Research

Connecting Genotype and Phenotype

The Edwards and Dinsdale labs at SDSU are collaborating on a project to connect genotype and phenotypes of microbial genomes. Specifically, we are sequencing the genomes of microbes and assaying their growth in 96-well microtiter plates. By combining this data with state-of-the-art machine learning tools we will be able to identify the function of unknown genes, identify gaps in our knowledge of microbial metabolism, and build more robust metabolic models.

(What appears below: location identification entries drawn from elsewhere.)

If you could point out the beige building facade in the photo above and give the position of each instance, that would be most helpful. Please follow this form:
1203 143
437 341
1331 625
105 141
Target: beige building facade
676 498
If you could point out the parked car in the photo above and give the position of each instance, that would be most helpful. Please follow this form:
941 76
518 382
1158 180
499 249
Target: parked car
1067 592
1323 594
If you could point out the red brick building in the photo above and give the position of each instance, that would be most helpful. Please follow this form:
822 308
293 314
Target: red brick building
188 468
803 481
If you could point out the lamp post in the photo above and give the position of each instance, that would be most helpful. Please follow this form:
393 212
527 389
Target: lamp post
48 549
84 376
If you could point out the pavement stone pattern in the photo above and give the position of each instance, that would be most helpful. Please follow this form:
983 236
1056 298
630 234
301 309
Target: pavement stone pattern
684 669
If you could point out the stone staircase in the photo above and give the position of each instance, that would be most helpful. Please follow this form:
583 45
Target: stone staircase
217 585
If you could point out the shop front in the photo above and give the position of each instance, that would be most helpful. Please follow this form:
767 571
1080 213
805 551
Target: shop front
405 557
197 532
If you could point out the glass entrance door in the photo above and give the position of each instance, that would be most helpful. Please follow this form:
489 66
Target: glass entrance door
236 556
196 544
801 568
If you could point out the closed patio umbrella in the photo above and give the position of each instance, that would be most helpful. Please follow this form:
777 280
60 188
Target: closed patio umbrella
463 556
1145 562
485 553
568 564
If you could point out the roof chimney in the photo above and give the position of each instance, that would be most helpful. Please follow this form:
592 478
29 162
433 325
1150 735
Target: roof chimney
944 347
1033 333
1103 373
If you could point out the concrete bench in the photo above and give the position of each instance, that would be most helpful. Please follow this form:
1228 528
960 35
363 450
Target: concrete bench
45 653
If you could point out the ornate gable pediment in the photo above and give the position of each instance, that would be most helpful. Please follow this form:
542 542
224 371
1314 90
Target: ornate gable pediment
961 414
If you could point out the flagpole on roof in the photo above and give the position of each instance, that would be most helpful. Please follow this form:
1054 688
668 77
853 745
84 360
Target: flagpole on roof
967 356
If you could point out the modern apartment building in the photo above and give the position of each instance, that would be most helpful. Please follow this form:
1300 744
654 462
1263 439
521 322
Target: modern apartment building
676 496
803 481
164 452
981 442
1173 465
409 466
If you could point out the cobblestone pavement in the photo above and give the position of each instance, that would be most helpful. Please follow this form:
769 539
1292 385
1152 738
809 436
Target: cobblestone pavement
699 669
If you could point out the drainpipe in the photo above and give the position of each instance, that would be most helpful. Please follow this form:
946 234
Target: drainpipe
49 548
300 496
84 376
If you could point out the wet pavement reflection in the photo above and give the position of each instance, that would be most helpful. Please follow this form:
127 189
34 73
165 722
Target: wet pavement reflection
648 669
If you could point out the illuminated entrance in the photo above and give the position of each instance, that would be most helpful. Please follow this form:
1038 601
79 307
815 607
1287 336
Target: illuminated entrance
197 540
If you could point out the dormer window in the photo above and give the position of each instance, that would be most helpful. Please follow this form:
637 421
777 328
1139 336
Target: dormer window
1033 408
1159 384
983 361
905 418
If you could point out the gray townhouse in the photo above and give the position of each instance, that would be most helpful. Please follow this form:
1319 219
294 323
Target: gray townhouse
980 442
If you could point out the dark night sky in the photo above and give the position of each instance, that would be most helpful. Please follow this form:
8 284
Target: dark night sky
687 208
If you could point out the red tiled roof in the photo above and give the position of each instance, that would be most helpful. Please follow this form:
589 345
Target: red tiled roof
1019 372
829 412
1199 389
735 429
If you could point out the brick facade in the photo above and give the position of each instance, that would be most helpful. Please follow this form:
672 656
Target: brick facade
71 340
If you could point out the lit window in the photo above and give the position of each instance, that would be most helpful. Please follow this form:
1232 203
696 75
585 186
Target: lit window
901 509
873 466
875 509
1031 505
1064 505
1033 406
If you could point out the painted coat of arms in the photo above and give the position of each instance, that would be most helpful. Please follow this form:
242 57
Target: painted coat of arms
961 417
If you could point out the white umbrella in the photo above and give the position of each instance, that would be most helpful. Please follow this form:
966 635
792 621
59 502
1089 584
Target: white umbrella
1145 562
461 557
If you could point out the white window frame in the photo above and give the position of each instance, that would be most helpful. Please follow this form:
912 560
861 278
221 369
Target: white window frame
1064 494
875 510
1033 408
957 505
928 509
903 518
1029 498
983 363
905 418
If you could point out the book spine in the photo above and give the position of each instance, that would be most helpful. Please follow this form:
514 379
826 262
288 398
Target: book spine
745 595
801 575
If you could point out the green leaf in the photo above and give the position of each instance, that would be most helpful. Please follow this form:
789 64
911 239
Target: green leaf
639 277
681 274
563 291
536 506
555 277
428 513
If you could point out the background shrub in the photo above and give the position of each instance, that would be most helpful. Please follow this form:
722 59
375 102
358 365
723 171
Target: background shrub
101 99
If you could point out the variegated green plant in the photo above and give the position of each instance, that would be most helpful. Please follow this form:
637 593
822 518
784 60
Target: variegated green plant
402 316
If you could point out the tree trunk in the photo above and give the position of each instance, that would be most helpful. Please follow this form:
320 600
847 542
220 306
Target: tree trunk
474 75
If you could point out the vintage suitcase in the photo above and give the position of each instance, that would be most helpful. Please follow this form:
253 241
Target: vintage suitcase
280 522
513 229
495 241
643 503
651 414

The lack of high-throughput phenotypic data is hindering our ability to describe the metabolic potential of microbes based on their genome annotation and our ability to predict gene complements from phenotypic analyses. To effectively understand microbes and their interaction with their environment, we need to be able to predict their metabolic capabilities. Conversely, if we detect a phenotypic change in microbes such as increased copper tolerance we need to be able to predict the genes that are responsible. In this grant we will transform genotypic to phenotypic analysis in microbes, create high throughput analyses of phenotypes, and create a rapid metabolic modeling process for the microbial tree of life.

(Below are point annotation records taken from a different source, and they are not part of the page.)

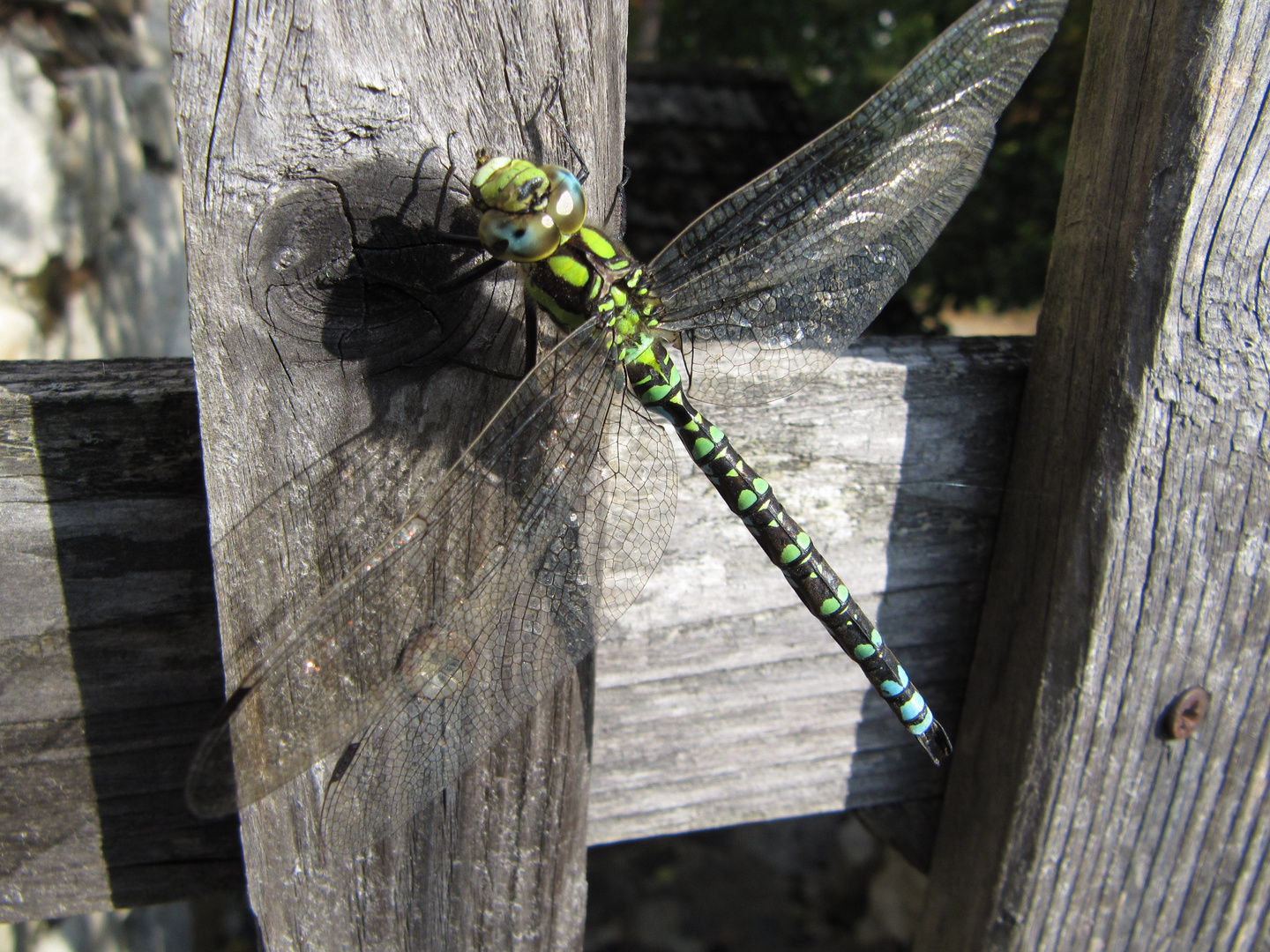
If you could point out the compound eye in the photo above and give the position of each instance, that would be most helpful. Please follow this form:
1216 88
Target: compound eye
566 202
519 238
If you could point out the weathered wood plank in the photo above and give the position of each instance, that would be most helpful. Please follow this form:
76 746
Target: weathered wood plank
108 651
1131 562
325 398
733 706
897 458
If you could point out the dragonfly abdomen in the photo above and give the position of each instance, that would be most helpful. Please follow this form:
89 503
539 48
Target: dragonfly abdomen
658 385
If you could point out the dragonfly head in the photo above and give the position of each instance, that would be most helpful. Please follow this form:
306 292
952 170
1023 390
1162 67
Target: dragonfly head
526 210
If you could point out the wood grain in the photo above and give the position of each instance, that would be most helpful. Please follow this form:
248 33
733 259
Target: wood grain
109 664
1131 560
329 390
700 721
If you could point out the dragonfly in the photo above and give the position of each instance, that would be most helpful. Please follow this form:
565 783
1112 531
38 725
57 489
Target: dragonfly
549 524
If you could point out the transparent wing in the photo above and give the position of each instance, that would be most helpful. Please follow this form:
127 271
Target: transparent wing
778 279
423 744
444 603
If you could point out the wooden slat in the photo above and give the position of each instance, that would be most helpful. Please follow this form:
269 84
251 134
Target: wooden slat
1132 556
744 712
303 130
721 698
109 663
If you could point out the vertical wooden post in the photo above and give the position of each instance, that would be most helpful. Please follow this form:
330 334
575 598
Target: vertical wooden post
331 390
1131 560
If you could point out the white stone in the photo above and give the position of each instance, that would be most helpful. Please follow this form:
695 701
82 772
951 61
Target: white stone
29 231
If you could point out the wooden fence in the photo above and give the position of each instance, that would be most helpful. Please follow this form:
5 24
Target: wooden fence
1128 565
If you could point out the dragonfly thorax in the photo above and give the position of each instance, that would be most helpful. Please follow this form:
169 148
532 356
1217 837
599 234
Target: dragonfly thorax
594 276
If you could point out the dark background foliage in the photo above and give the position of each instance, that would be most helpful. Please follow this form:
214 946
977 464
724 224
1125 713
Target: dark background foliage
836 54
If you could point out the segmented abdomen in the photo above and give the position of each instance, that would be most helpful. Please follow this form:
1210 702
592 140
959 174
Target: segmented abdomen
657 383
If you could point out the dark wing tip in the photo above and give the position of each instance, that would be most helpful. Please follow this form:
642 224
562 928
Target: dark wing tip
210 787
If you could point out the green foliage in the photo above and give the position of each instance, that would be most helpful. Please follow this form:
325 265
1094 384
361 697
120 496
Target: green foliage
839 52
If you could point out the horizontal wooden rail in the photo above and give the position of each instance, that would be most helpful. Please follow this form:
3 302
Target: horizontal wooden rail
719 700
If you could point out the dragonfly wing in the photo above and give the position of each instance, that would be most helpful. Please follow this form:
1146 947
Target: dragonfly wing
805 256
634 498
433 605
601 555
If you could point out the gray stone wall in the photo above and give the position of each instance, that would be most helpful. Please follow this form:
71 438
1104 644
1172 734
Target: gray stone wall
92 242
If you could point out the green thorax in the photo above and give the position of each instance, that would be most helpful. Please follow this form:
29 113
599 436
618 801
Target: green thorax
594 274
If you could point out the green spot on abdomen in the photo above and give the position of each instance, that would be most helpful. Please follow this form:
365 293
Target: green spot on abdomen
569 271
923 725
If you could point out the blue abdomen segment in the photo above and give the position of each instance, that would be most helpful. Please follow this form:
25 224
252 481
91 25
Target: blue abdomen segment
657 383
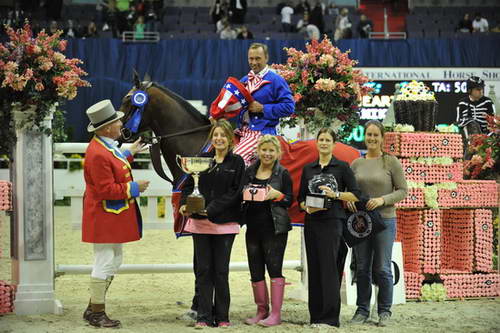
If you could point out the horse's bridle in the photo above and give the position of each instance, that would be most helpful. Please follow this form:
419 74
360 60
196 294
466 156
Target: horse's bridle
155 148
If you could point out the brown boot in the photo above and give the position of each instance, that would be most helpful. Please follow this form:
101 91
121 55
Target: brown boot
101 319
88 310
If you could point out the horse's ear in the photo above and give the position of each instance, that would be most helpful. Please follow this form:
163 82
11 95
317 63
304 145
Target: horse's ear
137 81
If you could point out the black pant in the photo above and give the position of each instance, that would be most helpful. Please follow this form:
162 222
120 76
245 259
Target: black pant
323 243
265 249
213 253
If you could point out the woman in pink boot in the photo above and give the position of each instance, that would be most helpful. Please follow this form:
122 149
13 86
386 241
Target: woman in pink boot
267 195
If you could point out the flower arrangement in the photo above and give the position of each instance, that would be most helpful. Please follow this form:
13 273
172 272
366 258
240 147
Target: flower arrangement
35 75
326 87
485 151
415 91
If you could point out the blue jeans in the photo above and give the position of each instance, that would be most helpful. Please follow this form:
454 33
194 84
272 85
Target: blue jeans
376 254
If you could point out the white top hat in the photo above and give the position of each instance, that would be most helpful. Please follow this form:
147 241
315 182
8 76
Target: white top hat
102 113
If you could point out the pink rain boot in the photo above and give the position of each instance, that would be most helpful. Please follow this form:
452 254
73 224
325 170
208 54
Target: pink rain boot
261 298
277 294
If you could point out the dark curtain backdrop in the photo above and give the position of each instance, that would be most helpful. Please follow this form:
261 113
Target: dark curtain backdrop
196 69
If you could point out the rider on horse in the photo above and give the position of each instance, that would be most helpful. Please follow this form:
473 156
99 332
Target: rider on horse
271 100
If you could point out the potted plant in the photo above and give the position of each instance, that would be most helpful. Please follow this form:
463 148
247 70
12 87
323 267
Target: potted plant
35 77
326 87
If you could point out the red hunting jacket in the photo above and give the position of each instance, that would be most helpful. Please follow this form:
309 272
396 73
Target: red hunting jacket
110 211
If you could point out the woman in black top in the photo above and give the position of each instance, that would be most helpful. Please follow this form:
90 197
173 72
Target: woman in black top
215 227
323 231
268 224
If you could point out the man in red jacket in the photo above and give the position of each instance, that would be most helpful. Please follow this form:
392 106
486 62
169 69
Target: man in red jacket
111 215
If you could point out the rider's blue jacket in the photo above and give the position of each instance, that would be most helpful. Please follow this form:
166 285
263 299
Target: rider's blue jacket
277 100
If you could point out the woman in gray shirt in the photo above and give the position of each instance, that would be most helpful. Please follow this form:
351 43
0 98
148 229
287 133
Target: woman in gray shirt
381 177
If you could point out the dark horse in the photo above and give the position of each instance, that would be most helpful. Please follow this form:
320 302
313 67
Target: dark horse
168 115
184 132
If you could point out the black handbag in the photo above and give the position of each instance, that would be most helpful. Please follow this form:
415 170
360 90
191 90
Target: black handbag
361 225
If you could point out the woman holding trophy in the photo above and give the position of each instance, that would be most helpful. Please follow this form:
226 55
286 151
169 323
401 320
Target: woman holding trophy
267 195
380 176
324 183
214 215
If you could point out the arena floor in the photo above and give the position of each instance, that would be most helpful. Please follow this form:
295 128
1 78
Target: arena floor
151 302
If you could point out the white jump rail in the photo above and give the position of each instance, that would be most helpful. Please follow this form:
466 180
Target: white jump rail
162 268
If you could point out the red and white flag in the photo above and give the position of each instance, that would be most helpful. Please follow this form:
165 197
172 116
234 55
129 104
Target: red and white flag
232 99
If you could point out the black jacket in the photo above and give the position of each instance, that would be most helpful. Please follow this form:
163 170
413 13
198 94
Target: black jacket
281 181
221 187
345 180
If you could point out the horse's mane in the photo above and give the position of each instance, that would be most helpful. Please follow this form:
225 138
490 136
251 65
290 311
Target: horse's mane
192 111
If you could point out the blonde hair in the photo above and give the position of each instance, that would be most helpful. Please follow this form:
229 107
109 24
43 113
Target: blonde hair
226 128
268 138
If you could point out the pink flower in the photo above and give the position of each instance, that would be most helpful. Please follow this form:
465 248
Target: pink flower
10 66
476 159
39 86
325 85
59 57
327 60
297 97
62 45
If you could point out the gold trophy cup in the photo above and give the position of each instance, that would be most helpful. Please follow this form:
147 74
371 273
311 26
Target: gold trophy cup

We will provide the capability to reliably predict phenotype from genotype for microbial life across the bacterial kingdom. This work will result in genome sequences, annotations, and metabolic models for ~100 microorganisms, with potential for propagation to all sequenced microbial genomes. We will produce a publicly available database of growth of these microbes on over 150 different media, and we will develop new methods for the analysis and utilization of that growth data. We will generate new draft genome sequences and transcriptomes, and create new web resources for querying, comparing, sharing, and analyzing growth phenotype data for microbial genomes.

Broader Impacts of this work include Teaching: We developed two capstone courses in biology that have increased our student’s ability to conduct science and have been recognized as transformative by the NSF. This proposal will directly contribute to the education of minority students: SDSU is a Hispanic Serving Institute and we promote diversity in our labs, having taught classes with 30% Hispanics, 10% Filipinos and 10% Asian students. Our teaching includes general education classes, lower division and upper division major classes, approximately > 400 students per year. We guest lecture in summer REU and Bridges classes. Release of data: We have a long history of releasing our data in its raw and analyzed state and this will continue with this grant, including innovative websites and APIs for data exchange. International activities: Students have the opportunity to experience working and interacting with scientists from Brazil, Chile, Mexico, and Australia. Outreach: To inform the general community, we provided lectures at public forums, and for the popular press, such as National Geographic, and “Good Morning Brazil” on Rede TV. We talk at schools in San Diego, Australia, and Brazil about environmental microbes, oceanography, conservation and college education. We support the SDSU Coastal Waters Institute Open day, which over 300 people from the local community attend.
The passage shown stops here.